Cutting Costs
Rwanda's Historic Health Recovery: What the U.S. Might Learn
- By Neal Emery
- The Atlantic
- February 20, 2013
- Comments
Amidst the barrage of stories about failing states and civil wars that characterize the dour American media coverage of the developing world, the reinvention of Rwanda offers hope. Since the genocide with which its name is still synonymous in the United States, Rwanda has doubled its life expectancy and now offers a replicable model for delivery of high quality health care with limited resources.
Dr.

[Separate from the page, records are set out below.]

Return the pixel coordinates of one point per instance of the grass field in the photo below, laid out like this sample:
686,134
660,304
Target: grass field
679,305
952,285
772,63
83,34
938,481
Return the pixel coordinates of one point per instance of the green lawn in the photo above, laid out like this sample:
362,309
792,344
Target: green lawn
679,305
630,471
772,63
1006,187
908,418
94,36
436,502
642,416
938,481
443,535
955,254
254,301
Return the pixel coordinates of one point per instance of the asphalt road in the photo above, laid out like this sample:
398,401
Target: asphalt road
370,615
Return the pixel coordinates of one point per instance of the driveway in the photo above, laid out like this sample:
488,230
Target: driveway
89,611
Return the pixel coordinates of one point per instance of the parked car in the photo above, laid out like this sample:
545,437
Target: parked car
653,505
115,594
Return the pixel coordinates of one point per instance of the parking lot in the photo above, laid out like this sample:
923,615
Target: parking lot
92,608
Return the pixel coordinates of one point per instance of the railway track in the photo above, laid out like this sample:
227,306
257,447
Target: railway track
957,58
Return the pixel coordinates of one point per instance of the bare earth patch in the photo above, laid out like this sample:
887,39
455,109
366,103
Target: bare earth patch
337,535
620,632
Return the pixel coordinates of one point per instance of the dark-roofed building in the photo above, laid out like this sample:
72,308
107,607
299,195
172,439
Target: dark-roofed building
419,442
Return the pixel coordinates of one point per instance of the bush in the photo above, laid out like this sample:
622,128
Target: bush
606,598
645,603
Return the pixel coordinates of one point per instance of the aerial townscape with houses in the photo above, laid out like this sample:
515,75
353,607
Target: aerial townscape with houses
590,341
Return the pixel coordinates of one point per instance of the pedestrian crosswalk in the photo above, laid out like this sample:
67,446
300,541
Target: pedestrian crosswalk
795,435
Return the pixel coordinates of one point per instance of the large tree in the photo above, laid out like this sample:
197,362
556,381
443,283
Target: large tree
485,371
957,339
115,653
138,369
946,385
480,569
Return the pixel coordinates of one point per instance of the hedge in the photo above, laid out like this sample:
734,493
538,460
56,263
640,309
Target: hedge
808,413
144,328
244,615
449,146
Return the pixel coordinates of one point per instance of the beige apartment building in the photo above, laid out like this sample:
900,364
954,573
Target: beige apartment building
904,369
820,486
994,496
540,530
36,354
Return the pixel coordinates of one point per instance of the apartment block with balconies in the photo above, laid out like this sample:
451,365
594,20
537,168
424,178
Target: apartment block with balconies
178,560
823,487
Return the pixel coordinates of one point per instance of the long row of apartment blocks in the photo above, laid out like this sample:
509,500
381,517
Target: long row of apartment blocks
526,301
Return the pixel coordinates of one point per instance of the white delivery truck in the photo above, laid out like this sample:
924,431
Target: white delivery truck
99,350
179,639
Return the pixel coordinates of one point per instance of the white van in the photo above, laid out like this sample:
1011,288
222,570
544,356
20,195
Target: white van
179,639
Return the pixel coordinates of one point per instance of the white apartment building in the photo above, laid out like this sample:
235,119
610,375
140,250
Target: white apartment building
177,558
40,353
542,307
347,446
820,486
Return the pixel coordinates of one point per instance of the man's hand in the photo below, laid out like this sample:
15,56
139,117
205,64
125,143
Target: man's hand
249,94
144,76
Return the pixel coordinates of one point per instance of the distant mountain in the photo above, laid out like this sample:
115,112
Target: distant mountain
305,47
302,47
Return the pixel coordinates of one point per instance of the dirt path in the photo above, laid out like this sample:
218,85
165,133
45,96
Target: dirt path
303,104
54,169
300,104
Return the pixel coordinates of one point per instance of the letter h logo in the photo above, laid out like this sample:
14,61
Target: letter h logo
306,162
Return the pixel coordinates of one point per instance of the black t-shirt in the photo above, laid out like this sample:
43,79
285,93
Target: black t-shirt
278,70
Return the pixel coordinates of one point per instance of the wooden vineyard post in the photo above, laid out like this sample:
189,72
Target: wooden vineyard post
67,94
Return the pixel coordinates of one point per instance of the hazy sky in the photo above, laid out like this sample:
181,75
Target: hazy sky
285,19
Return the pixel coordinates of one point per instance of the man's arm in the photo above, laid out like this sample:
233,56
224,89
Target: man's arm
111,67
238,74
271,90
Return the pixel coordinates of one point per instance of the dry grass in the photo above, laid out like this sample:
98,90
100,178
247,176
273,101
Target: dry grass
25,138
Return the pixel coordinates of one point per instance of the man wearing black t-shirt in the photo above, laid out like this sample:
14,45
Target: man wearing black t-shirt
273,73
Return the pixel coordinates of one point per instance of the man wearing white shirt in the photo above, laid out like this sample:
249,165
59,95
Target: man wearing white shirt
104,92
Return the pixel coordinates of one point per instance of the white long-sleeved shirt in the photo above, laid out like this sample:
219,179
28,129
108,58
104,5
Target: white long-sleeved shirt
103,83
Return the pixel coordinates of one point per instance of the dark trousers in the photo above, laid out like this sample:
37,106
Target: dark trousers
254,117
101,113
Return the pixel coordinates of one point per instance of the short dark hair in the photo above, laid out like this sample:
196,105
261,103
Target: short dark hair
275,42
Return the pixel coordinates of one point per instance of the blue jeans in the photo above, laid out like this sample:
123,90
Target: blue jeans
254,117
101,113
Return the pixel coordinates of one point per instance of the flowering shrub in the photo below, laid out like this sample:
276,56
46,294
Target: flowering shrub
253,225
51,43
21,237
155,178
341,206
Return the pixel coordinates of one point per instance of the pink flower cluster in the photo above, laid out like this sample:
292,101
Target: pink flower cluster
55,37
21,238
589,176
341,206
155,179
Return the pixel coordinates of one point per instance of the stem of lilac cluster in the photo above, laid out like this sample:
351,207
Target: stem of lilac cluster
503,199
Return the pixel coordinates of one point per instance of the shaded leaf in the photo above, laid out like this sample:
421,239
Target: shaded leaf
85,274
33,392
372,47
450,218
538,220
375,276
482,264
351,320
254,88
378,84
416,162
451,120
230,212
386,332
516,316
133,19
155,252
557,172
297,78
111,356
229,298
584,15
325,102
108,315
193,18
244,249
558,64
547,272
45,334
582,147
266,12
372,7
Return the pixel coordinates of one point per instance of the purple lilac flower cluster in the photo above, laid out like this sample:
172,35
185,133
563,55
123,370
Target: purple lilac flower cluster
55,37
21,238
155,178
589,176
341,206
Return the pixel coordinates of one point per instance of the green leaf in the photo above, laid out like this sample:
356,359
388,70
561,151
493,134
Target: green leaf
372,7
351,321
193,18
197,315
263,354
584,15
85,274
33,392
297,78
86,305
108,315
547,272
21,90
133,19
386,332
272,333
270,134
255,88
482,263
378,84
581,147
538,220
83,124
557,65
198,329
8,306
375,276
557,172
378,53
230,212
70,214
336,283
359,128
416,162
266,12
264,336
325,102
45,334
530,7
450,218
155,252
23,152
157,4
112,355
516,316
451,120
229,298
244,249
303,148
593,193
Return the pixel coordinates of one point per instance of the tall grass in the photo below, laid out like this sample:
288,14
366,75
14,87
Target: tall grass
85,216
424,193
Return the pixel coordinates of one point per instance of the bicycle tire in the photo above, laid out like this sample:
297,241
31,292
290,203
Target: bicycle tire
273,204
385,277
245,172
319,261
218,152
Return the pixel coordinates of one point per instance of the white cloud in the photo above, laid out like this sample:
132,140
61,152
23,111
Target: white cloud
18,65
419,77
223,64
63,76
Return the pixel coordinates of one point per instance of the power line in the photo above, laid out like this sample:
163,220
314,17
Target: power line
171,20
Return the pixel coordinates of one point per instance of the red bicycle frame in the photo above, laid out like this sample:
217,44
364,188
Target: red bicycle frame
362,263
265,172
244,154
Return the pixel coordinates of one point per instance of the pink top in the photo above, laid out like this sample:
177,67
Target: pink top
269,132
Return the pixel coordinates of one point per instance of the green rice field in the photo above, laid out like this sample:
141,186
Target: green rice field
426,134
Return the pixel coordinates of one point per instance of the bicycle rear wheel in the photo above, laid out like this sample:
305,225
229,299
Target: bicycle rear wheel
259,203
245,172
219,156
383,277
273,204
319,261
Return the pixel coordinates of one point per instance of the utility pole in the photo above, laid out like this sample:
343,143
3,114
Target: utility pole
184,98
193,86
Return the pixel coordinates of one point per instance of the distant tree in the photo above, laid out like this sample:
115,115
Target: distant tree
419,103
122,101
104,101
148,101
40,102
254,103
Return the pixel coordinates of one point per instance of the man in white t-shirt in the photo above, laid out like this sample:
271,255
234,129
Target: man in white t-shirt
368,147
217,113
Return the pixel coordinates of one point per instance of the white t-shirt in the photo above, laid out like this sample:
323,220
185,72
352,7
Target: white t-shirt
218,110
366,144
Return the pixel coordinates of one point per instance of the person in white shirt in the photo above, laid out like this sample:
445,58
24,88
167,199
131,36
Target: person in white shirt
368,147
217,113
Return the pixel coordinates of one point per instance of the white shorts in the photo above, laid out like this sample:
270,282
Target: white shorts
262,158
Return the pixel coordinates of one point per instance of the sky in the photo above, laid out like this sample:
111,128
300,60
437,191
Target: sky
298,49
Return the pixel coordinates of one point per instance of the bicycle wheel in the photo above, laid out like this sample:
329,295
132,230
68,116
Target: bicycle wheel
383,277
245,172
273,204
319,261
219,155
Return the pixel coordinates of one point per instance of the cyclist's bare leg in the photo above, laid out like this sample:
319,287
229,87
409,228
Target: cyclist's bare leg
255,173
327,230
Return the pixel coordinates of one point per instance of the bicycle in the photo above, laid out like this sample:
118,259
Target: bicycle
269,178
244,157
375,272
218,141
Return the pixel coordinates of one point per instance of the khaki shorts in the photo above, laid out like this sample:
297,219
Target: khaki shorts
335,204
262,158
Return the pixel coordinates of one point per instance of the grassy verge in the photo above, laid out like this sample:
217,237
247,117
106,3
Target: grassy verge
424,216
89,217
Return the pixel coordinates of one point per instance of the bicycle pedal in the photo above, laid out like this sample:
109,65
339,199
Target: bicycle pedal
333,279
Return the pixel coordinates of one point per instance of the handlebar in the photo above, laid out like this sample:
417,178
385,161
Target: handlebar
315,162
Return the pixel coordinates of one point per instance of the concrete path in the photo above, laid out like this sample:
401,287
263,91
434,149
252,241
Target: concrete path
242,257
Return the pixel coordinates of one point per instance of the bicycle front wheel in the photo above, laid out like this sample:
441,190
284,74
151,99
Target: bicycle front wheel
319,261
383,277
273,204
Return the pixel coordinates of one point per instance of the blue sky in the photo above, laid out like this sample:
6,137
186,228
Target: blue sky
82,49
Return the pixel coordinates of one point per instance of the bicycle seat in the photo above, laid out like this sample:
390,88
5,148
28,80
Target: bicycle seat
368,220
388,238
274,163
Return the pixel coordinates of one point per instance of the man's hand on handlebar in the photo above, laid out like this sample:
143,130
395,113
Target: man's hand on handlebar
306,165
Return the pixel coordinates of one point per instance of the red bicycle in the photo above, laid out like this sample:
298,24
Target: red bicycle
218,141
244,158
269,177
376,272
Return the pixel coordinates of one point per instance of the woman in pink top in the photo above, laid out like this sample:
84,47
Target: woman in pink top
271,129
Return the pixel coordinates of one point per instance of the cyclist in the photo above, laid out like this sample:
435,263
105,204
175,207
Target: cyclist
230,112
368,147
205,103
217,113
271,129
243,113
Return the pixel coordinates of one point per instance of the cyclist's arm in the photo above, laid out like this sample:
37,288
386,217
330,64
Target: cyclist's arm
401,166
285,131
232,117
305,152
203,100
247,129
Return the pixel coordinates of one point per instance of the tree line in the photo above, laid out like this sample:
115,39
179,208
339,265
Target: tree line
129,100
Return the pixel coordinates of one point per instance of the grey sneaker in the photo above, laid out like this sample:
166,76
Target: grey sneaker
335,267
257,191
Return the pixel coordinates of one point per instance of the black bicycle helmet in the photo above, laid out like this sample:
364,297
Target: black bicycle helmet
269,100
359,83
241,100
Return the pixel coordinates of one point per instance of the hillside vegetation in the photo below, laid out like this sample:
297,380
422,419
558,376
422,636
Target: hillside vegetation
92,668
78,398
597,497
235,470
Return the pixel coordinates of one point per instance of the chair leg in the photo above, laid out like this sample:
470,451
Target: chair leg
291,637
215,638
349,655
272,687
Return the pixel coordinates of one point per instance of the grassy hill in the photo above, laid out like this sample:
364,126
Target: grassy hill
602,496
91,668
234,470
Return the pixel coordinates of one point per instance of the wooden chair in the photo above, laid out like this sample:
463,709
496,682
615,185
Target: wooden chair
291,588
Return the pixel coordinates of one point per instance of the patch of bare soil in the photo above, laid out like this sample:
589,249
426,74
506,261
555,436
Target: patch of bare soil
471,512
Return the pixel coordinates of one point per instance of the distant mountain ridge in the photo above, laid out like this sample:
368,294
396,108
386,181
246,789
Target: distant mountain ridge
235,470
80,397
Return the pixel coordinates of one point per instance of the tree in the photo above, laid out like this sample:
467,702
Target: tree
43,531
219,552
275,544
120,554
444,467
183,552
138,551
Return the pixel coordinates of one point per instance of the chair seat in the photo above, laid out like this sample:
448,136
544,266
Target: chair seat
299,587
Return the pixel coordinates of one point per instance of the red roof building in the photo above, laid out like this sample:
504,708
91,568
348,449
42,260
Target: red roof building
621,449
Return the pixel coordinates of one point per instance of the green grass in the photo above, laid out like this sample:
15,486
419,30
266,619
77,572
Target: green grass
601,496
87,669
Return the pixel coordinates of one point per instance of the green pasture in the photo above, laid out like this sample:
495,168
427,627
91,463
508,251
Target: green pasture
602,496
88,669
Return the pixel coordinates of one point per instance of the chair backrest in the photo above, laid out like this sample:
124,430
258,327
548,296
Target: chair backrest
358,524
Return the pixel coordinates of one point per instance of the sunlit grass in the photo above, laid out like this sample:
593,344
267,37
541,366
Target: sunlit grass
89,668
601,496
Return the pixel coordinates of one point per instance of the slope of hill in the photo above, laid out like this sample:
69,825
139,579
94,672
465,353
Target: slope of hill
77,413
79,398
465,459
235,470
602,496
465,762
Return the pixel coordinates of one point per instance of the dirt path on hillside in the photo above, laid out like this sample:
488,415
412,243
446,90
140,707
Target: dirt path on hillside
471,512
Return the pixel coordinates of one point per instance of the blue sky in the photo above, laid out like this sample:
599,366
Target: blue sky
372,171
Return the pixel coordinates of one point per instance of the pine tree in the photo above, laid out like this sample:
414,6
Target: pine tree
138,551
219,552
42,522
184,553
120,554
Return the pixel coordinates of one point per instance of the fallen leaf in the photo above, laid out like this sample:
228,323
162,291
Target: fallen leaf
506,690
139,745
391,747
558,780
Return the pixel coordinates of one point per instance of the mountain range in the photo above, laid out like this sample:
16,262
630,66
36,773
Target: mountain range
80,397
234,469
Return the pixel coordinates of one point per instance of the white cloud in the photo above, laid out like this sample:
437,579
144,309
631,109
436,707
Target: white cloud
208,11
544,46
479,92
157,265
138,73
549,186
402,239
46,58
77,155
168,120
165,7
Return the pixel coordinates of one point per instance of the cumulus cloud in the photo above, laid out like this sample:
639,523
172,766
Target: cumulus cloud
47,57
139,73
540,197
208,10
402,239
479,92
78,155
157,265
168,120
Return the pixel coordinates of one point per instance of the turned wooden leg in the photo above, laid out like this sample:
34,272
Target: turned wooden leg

Paul Farmer, Chair of the Department of Global Health and Social Medicine at Harvard Medical School and co-founder of Partners In Health, says that, "Rwanda has shown on a national level that you can break the cycle of poverty and disease."
In the wake of the genocide that killed nearly one million people in 1994, such a turnaround seemed nearly impossible. Rwanda was a failed state mired in poverty and chaos. The genocide decimated Rwanda's health facilities and workforce, allowing infectious diseases to run rampant and more than one in four children to die before their fifth birthday. Normally in such situations, economic development stagnates because disease cripples workers and the national economy, leaving the country too poor to effectively reduce the burden of disease. With a life expectancy of only 30 the year after the genocide, Rwanda looked poised to follow this pattern.
Over the last ten years, Rwanda's health system development has led to the most dramatic improvements of health in history. Rwanda is the only country in sub-Saharan Africa on track to meet most of the Millennium Development Goals. Deaths from HIV, TB, and malaria have each dropped by roughly 80 percent over the last decade and the maternal mortality ratio dropped by60 percent over the same period. Even as the population has increased by 35 percent since 2000, the number of annual child deaths has fallen by 63 percent. In turn, these advances bolstered Rwanda's economic growth: GDP per person tripled to $580, and millions lifted themselves from poverty over the last decade.